Robin's Hypothesis Testing
Age 16 to 18
Challenge Level
Robin has a bag containing red and green balls. Robin wants to test the following hypotheses, where $\pi$ is the proportion of green balls in the bag:
$H_0\colon \pi=\frac{1}{2}$ and $H_1\colon \pi\ne\frac{1}{2}$
Robin is allowed to take out a ball at random, note its colour and then replace it: this is called a trial. Robin can do lots of trials, but each trial has a certain cost.
Robin wants to test these hypotheses as cheaply as possible, so suggests the following approach:
"I will do at most 50 trials. If the p-value* drops below 0.05 at any point, then I will stop and reject the null hypothesis at the 5% significance level, otherwise I will accept it."
Robin tells you about this plan. What advice could you give to Robin?
Warning - the computer needs a little bit of thinking time to do the simulations!
In this simulation, you can:
- specify the number of green and red balls actually in the bag (and the true ratio is shown with a green dashed line on the graph) - note that in a real experiment we would not know this!
- specify the number of trials (up to 200)
- specify the proportion for the null hypothesis (which we took to be $\frac{1}{2}$ above)
- choose whether to show the proportion of green balls after each ball is picked
- choose whether to show the p-value after each ball is picked*
- rerun the simulation ("Repeat experiment")

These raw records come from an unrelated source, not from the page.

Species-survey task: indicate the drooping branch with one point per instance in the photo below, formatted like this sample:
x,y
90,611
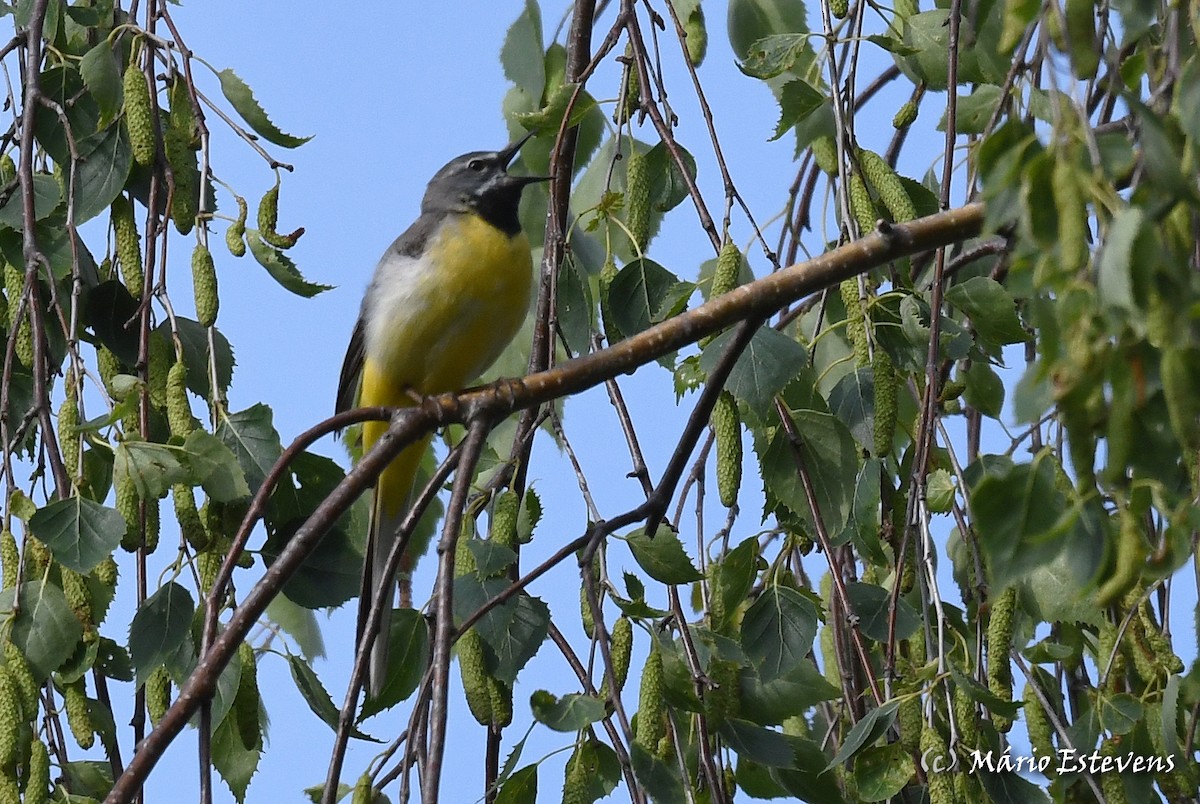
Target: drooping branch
x,y
757,299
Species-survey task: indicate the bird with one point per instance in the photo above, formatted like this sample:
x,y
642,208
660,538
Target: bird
x,y
447,298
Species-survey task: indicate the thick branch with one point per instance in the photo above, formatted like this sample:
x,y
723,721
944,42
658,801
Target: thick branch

The "Final p-value" shows the p-value at the end of the experiment, and the orange lines are at 0.1, 0.05 and 0.01.
Here are some questions you could consider as you think about Robin's approach:
- What do you notice about the patterns of proportions and p-values? Is there anything which is the same every time or most times you run the simulation?

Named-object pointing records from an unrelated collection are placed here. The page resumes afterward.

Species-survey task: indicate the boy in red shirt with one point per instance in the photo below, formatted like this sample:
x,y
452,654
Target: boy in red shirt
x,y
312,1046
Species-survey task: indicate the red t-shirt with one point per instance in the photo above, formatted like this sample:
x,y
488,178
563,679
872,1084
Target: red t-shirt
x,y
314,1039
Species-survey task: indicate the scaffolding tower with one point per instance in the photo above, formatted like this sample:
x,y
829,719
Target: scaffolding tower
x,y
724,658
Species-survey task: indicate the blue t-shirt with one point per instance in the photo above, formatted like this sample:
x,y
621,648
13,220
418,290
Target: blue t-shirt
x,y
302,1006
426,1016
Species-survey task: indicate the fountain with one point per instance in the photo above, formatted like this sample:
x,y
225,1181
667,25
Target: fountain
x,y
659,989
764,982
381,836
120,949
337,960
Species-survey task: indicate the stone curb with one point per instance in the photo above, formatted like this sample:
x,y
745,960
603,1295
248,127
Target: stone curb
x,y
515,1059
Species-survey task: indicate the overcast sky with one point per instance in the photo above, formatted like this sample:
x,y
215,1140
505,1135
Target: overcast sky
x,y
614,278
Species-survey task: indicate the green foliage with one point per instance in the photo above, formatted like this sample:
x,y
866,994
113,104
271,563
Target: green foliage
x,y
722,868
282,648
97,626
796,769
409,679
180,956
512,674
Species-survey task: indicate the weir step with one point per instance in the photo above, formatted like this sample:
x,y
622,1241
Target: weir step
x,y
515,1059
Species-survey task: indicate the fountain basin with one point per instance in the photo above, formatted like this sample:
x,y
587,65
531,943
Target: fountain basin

- If we repeat the experiment lots of times, how often does $H_0$ get rejected using Robin's approach? Does the answer to this depend on how many trials we perform?

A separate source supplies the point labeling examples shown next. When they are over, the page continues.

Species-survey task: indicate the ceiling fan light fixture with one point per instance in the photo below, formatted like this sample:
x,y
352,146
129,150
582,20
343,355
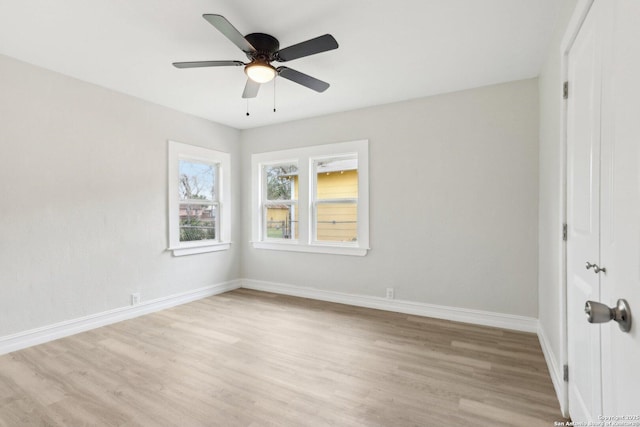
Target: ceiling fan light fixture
x,y
260,72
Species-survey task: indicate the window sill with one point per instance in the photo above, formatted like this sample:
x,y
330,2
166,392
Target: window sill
x,y
320,249
200,248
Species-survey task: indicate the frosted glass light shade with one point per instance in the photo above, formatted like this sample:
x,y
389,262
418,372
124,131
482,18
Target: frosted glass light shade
x,y
260,72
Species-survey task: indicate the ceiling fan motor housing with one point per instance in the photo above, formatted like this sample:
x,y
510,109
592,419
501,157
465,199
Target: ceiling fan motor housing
x,y
266,46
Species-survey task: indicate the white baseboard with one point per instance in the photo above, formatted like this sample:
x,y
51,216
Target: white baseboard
x,y
556,370
478,317
48,333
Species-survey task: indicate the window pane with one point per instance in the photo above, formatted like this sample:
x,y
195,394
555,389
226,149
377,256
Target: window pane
x,y
282,182
197,180
197,222
337,179
337,222
281,222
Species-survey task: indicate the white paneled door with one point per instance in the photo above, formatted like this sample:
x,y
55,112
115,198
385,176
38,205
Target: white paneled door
x,y
603,210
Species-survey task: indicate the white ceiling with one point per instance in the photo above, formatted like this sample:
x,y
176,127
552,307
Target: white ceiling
x,y
389,50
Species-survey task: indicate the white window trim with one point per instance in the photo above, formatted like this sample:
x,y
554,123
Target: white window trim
x,y
304,158
179,151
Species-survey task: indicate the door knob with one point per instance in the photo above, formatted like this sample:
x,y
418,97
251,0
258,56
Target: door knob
x,y
596,268
600,313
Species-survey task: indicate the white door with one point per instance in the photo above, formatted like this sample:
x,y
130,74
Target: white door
x,y
620,217
603,211
583,217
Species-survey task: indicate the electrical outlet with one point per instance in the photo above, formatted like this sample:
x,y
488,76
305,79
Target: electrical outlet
x,y
135,298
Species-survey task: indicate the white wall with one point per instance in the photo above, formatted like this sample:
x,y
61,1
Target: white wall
x,y
454,211
551,200
83,209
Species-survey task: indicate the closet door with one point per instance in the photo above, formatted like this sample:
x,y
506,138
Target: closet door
x,y
603,215
620,218
583,217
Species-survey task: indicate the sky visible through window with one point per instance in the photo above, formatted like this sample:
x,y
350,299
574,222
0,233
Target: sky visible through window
x,y
197,180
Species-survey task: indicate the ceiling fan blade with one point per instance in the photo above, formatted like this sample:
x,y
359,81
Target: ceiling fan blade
x,y
309,47
229,31
251,89
197,64
302,79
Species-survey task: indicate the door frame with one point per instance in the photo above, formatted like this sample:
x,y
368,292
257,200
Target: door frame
x,y
578,17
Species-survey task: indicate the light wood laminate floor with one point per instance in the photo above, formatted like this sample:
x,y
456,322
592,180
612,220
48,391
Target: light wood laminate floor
x,y
247,358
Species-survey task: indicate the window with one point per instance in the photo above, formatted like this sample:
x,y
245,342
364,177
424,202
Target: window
x,y
280,220
312,199
199,210
335,199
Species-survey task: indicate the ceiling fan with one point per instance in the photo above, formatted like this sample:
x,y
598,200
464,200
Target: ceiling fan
x,y
262,49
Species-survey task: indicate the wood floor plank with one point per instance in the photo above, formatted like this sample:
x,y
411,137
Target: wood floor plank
x,y
248,358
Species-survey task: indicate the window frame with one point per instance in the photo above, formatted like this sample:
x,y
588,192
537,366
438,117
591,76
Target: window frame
x,y
267,202
314,201
304,157
178,151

- Does the answer change if you change the true proportion of greens in the bag?
- What would happen if you changed the hypothesised proportion $\pi$?
- What would happen if you changed the significance level from 5% to 10% or 1%?
You may want to ask and explore other questions as well.
Rejecting $H_0$ when it is true is called a Type I error.
* To read more about p-values, have a look at
What is a Hypothesis Test? The p-values here are calculated like this: after $k$ trials, we find twice the probability of obtaining this number of greens or a more extreme number in $k$ trials, assuming that $H_0$ is true. The graph shows how this p-value changes with
$k$.
This resource was inspired by the controversy surrounding a paper published in Nature Communications, as discussed by Casper Albers here.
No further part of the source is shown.